Mrp2 and Bsep mRNA Expressions in Liver Tissues of Rats
Quantitative real-time fluorescence PCR showed that mRNA expressions of Mrp2 and Bsep corresponded with the results of protein expressions ( Figure 5 ). ANIT treatment resulted in a significant reduction in liver Mrp2 and Bsep mRNA expressions. On D3, the Mrp2 mRNA expression in UDCA and YZH groups was upregulated to 1.7-fold and 2.1-fold, respectively, as compared to the ANIT+saline group. On D10, Mrp2 mRNA expression in UDCA and YZH groups was increased to 2.2-fold and 2.6-fold, respectively, as compared to the ANIT+saline group. The effect of YZH on Mrp2 mRNA expression at both time points was significantly higher than that of UDCA. Similarly, both UDCA and YZH treatments increased Bsep mRNA expression to ~1.5-fold on D3 and 2.1-fold on D10, respectively, compared with that in the ANIT+saline group.
Discussion
Cholestasis is a pathological condition caused by impairment of hepatic bile flow. Toxic bile acid accumulation and inflammation leads to liver injury, fibrosis, and hepatocirrhosis. Treatment options for cholestatic liver injury are very limited (4,23). UDCA, the mainstay of therapy, has produced conflicting data (5,6,7). Hence, the development of a new effective drug is needed. This study demonstrated a beneficial effect of YZH on ANIT-induced cholestasis in young rats. YZH treatment attenuated serum levels of hepatic biomarkers and liver histological changes, prevented fibrosis, and upregulated expressions of Mrp2 and Bsep.
ANIT-induced cholestasis is characterized by elevation of serum transaminases and bile acids, necrosis of hepatobiliary cells, and infiltration of inflammatory cells, followed by obstruction and proliferation of bile ducts (17,18). ANIT selectively damages bile-duct epithelial cells and causes cholangitis and subsequent intrahepatic cholestasis (24). The biomarkers for liver injury and cholestasis peak at 48 h after ANIT treatment and recover a week later.

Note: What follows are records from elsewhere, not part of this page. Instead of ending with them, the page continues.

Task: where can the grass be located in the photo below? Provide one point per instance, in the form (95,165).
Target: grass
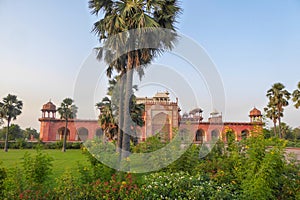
(61,161)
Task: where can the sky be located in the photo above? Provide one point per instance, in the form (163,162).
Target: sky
(45,45)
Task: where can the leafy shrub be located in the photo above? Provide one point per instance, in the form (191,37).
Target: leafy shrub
(37,169)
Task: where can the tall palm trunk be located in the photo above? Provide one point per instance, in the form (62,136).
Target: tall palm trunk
(274,121)
(121,114)
(6,137)
(127,118)
(279,120)
(65,137)
(279,127)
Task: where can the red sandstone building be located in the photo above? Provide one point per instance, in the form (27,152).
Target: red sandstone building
(161,115)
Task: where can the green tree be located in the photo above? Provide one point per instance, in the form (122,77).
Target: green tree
(296,96)
(120,16)
(278,99)
(10,108)
(67,110)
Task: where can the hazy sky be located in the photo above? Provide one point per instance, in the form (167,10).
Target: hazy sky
(253,43)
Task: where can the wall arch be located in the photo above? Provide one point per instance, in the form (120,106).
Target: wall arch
(215,134)
(245,133)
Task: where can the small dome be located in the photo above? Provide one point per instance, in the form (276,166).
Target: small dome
(255,112)
(49,106)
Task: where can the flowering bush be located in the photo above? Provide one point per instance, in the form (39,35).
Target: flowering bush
(181,185)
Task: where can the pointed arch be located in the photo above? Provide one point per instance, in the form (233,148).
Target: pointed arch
(82,134)
(199,137)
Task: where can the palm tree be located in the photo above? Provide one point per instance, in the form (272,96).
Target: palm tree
(67,110)
(272,114)
(296,96)
(278,98)
(10,108)
(139,15)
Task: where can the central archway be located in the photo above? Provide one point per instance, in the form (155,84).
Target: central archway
(82,134)
(161,125)
(60,134)
(199,137)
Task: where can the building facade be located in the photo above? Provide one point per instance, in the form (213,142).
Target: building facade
(161,116)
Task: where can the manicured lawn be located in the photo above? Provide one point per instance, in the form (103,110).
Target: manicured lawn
(61,161)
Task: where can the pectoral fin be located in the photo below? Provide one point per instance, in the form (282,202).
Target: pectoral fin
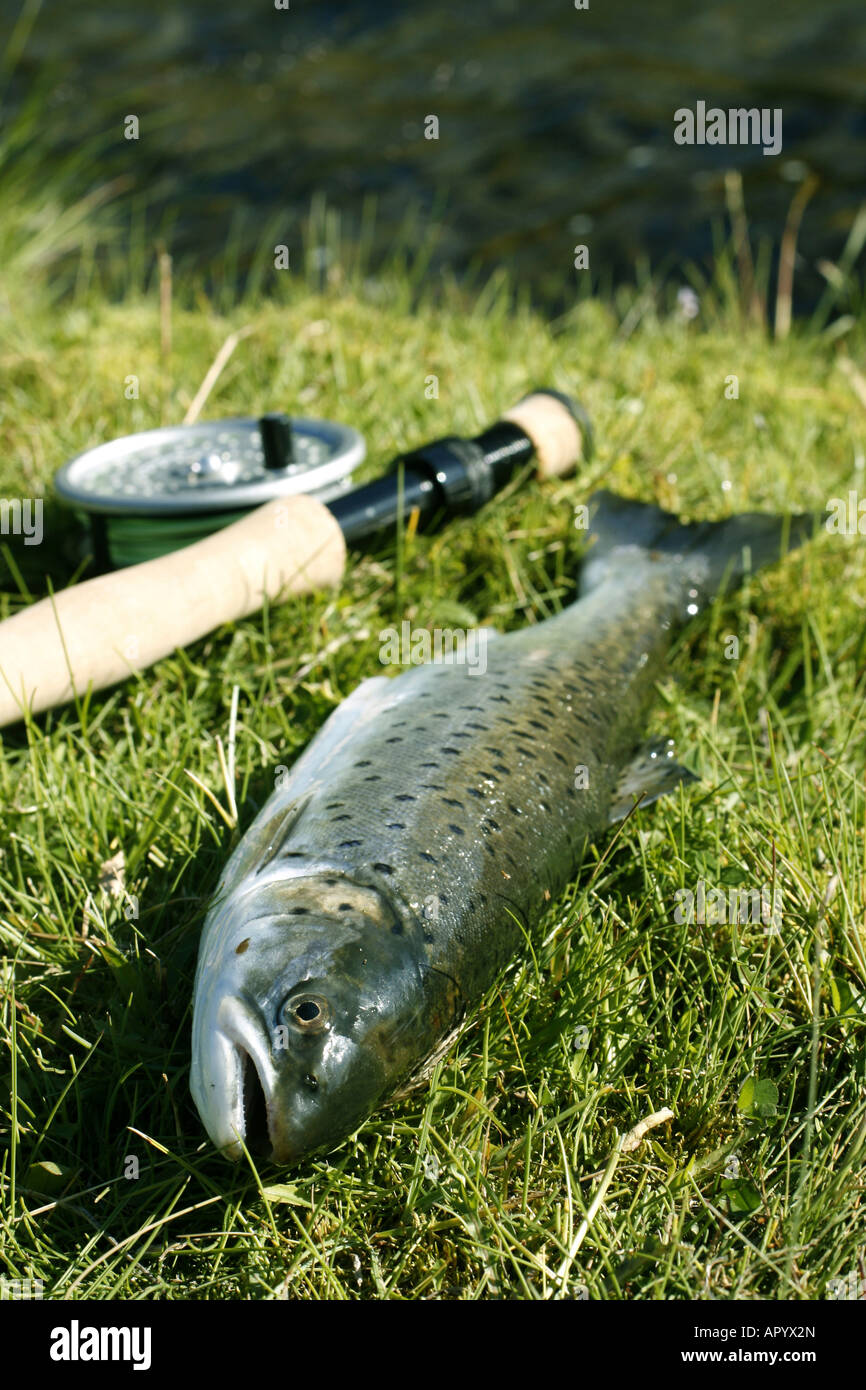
(651,773)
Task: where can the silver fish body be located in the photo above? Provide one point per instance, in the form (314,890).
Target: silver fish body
(392,876)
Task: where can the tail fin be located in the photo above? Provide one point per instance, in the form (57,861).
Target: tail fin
(704,556)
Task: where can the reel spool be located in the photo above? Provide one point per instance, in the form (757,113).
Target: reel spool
(149,494)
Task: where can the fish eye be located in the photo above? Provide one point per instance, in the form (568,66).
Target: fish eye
(307,1012)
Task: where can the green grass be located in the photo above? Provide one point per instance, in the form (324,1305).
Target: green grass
(477,1184)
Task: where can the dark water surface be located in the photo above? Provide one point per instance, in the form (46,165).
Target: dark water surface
(555,124)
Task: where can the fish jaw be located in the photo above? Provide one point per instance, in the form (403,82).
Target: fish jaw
(273,1089)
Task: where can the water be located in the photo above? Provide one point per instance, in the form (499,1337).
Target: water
(555,124)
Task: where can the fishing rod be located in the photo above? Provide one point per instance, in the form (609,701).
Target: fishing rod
(198,478)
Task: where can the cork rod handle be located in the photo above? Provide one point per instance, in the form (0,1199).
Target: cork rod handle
(97,633)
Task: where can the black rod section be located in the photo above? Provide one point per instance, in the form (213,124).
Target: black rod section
(444,478)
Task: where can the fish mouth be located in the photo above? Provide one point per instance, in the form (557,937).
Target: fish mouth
(253,1108)
(234,1089)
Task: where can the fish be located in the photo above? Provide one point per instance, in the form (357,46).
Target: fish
(394,875)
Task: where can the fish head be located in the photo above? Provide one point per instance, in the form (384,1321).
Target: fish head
(313,1001)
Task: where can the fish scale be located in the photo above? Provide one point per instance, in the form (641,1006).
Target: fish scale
(466,801)
(387,883)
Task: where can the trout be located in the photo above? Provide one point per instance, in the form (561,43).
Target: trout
(391,877)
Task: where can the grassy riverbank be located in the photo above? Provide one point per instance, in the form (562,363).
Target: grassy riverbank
(477,1184)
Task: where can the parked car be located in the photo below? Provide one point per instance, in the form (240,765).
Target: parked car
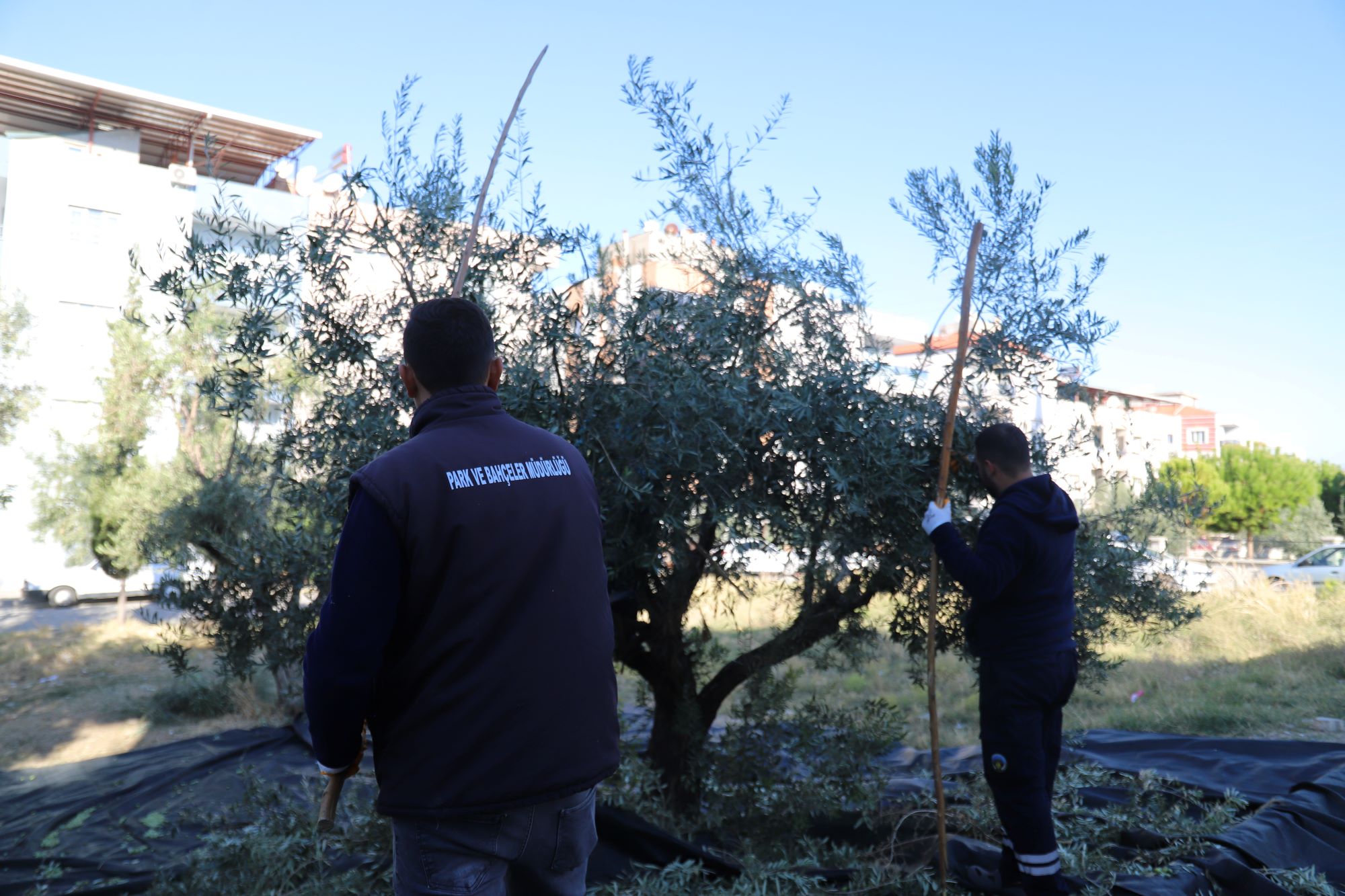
(1323,565)
(1187,575)
(67,585)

ANIT administered weekly can prolong the experimental time and imitate chronic cholestasis (19,20). So ANIT given weekly and rats killed at 48 h after ANIT treatment completion were chosen in this study. Our results showed that the biomarkers for liver injury and cholestasis were significantly enhanced at 48 h after ANIT treatment, in agreement with a previous report (16). The hepatic histology showed necrosis and degeneration with severe inflammatory cell infiltration and biliary hyperplasia. Moreover, the liver fibrosis with cholestasis was observed at D10 after prolonged ANIT treatment. These data confirmed that the intrahepatic cholestasis was induced successfully with ANIT in our animal model.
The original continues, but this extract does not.